A lot of what I have to say so far in the book/blog centers on the idea of improving your "position" and the optimal way to do that in different situations.  It's a cute idea that, after much reflection, seems to have merit, but it remains to be seen if the idea makes a good enough meme to make me famous or start my own Hubbard-esque religion.
In other news, the whole affair with Scout's daycare has added a lot of stress to her parents, but I'm finding it remarkably freeing.  I've disciplined myself to not splurge at lunch like I always do, and I've rolled $13.50 in pennies over the last couple weeks, reducing my change jar to 39 cents.  I've cut back on caffeine, like I try to do from time to time, and we're eating together as a family more.  Most importantly, I've refrained from feeling deserving or entitled because of the money I'm forking over, a win in my constant battle with hubris and snobbery.

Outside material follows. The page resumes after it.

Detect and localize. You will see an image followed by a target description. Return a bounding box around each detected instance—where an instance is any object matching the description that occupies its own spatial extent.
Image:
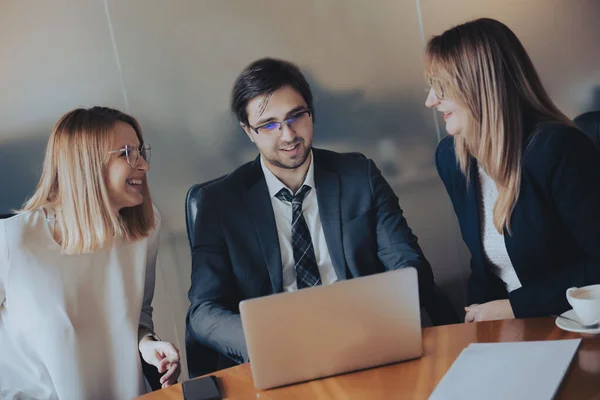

Stacey's soccer team just had their first tie yesterday, giving us an even record of 3-3-1 with three games left in the season.  All of our forwards were playing kind of wild, which I think we can correct with a little pregame strategy session.  Also, I think all our wins correspond to warmer weather.  I think we should change our mascot from "The Inferno" to something with a more reptilian theme.  The Sleestack, perhaps.
Lastly, my library reservation for the audiobook version of Malcolm Gladwell's "Outliers" finally came in!  I've been listening to that in the car for the last couple of days, and it is both awesome and shocking. It gives me pause when I think about publishing a guide on how to succeed at anything, because I think I may be coming at it from the wrong angle


  1. Your blog keeps getting better and better! Your older articles are not as good as newer ones you have a lot more creativity and originality now keep it up!

  2. Hey thanks, anonymous. Most of your comments are pretty spammy, but this was good.